On the power play, Ruff, who was shown an early door in Tuesday’s debacle for an overly caffeinated hit, was manning the play again. She withheld and practically self-cycled the puck for a moment before forwarding it to Rachel Crissy on the parallel point. Crissy made back-and-forth exchange with Feldman before thrusting the puck on net, at which point Ruff tipped it home.
Five minutes later, Normore, who had gone from starting the game at center between Ruff and Feldman to patrolling the far point, vacuumed a Vermont clearing attempt along the boards. With most every skater involved tilted at the far end, Normore’s only option was to throw it into the abandoned area in front.
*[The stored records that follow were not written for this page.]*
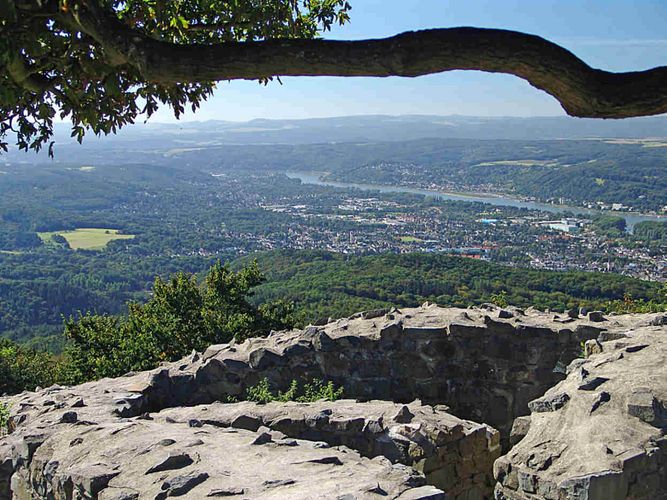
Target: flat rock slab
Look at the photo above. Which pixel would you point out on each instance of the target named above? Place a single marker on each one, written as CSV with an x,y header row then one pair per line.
x,y
486,364
455,455
340,449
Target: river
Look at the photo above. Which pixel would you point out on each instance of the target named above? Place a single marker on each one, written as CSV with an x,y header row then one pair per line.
x,y
498,200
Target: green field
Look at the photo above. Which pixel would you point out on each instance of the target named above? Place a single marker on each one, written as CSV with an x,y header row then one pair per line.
x,y
86,238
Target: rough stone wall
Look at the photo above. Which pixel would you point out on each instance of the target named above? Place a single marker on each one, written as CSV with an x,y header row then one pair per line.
x,y
485,364
69,443
599,434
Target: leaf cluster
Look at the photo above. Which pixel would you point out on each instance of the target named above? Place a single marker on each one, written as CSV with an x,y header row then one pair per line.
x,y
313,391
180,317
54,65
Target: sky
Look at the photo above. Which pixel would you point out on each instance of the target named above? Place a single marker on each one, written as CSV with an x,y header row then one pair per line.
x,y
615,35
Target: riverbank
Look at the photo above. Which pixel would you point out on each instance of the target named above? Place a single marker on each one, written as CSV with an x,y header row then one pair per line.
x,y
631,218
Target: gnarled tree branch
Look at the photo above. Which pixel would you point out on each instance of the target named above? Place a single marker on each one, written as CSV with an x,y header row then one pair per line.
x,y
582,91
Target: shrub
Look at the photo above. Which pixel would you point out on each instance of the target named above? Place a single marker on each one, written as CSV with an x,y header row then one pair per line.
x,y
314,391
22,368
180,317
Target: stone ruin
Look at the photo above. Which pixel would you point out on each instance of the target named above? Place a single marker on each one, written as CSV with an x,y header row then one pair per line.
x,y
434,397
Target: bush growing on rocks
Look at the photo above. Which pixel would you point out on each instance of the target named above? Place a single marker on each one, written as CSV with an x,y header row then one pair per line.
x,y
314,391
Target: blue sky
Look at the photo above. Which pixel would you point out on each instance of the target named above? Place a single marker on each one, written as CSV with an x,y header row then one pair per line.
x,y
616,35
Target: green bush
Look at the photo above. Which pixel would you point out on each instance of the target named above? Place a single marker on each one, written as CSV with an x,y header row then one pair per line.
x,y
22,368
180,317
314,391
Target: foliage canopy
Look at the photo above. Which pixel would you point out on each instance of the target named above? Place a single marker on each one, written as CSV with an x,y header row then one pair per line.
x,y
56,60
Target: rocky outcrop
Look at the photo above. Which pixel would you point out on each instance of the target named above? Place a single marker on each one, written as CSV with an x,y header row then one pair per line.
x,y
70,445
168,432
599,434
486,364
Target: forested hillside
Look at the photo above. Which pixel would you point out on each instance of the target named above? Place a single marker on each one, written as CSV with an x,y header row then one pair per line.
x,y
323,284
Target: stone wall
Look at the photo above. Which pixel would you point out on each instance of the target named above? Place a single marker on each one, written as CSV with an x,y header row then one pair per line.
x,y
170,431
485,364
599,434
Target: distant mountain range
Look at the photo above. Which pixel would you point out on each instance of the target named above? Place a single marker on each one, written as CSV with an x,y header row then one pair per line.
x,y
158,137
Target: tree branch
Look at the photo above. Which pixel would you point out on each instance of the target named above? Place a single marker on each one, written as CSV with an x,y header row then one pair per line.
x,y
582,91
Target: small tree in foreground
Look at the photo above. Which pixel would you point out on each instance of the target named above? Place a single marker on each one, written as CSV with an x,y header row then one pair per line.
x,y
180,317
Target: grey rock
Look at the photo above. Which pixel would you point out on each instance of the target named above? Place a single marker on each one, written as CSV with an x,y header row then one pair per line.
x,y
172,462
423,493
644,405
596,316
549,403
592,383
182,485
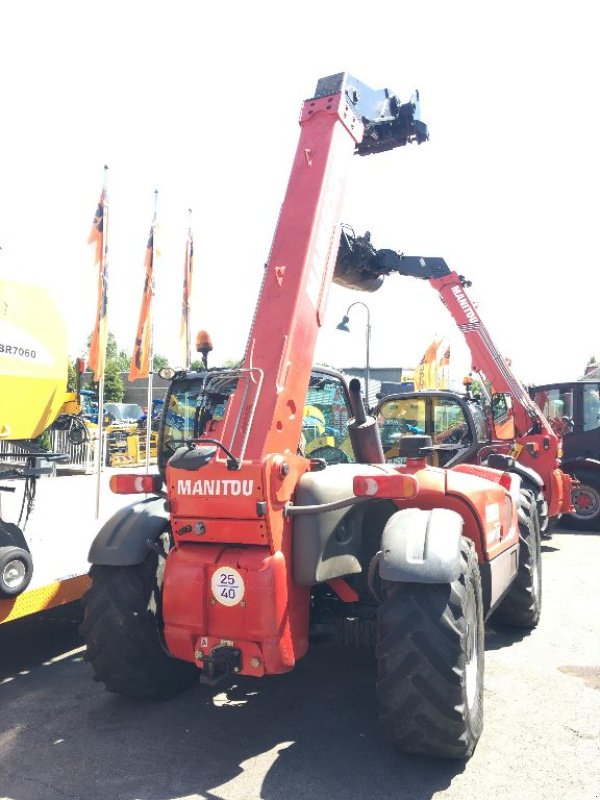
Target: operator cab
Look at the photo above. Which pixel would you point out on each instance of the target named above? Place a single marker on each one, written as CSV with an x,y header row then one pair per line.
x,y
196,403
457,425
573,411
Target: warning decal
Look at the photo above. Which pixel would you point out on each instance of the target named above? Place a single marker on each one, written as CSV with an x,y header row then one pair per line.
x,y
227,586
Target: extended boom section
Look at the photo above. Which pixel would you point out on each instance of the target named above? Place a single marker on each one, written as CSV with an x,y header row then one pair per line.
x,y
234,487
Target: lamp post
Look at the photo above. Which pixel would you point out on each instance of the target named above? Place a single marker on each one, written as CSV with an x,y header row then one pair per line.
x,y
343,326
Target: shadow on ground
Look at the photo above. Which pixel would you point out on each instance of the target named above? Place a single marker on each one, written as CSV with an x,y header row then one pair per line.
x,y
311,733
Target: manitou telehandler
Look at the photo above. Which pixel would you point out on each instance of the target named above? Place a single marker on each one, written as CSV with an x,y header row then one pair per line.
x,y
248,546
506,429
573,411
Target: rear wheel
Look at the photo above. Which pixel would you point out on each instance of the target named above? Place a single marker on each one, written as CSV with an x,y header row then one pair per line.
x,y
122,631
522,604
586,502
430,655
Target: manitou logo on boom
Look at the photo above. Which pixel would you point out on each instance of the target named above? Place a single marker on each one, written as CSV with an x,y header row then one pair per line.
x,y
215,488
465,305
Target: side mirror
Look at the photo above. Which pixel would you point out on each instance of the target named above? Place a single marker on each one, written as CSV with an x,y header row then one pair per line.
x,y
503,417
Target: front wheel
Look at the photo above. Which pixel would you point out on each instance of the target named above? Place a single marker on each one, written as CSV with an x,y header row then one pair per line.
x,y
430,656
122,631
586,502
16,569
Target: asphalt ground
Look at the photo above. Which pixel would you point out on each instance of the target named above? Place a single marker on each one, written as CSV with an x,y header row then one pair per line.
x,y
312,733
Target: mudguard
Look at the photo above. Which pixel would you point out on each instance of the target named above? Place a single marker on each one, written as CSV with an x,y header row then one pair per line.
x,y
125,538
527,474
421,546
579,462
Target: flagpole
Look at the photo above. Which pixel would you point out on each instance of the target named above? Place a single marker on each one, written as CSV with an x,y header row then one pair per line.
x,y
188,357
101,381
151,323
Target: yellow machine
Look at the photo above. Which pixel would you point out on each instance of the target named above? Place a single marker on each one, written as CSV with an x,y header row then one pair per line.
x,y
33,361
33,383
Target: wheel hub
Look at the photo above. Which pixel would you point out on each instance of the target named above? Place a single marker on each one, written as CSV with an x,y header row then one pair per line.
x,y
13,574
586,502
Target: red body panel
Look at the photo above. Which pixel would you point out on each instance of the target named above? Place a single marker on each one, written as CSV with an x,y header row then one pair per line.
x,y
268,622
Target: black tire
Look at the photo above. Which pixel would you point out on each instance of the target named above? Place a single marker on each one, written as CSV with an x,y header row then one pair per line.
x,y
586,501
430,656
121,628
542,508
522,605
16,570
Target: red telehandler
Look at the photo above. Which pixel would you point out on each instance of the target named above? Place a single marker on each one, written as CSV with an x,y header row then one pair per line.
x,y
248,546
507,430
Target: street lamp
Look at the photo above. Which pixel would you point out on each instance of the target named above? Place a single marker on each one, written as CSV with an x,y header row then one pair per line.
x,y
343,326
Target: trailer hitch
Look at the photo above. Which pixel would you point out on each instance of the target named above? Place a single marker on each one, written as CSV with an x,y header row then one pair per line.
x,y
222,661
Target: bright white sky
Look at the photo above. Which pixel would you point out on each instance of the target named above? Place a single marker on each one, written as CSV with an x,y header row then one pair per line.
x,y
201,102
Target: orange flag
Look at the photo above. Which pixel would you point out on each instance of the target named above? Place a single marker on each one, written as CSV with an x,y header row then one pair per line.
x,y
424,373
98,236
444,370
188,269
140,360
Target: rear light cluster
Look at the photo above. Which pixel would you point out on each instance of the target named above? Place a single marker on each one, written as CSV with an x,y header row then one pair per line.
x,y
403,487
135,484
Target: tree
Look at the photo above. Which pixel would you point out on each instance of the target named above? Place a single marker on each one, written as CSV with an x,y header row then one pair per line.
x,y
114,390
72,376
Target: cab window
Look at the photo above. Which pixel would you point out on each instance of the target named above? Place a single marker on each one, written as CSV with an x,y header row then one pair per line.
x,y
591,408
324,420
449,423
557,406
400,417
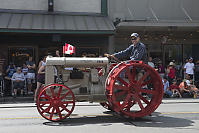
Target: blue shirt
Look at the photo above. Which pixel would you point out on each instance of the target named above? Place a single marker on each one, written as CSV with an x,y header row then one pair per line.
x,y
133,52
166,85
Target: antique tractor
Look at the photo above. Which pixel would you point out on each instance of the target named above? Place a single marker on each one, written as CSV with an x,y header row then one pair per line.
x,y
132,89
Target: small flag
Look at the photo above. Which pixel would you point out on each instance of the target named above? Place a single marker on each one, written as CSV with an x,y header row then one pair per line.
x,y
68,49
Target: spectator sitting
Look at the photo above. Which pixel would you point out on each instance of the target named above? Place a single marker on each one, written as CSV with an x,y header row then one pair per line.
x,y
194,89
18,81
167,91
161,69
189,68
175,89
42,62
31,74
11,69
184,88
25,70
The only player there was Hendrickson, who after a delayed extraction from Olychuk and a delayed confirmation from the referee, roofed home the eventual clincher.
With 8:15 remaining, Keilch eyed the puck as it went off of defender Brittany Simpson’s tape, into a forest of players and behind the cage. Keilch would stamp the play –and the game- by sneaking in the insurance marker through a wrap-around.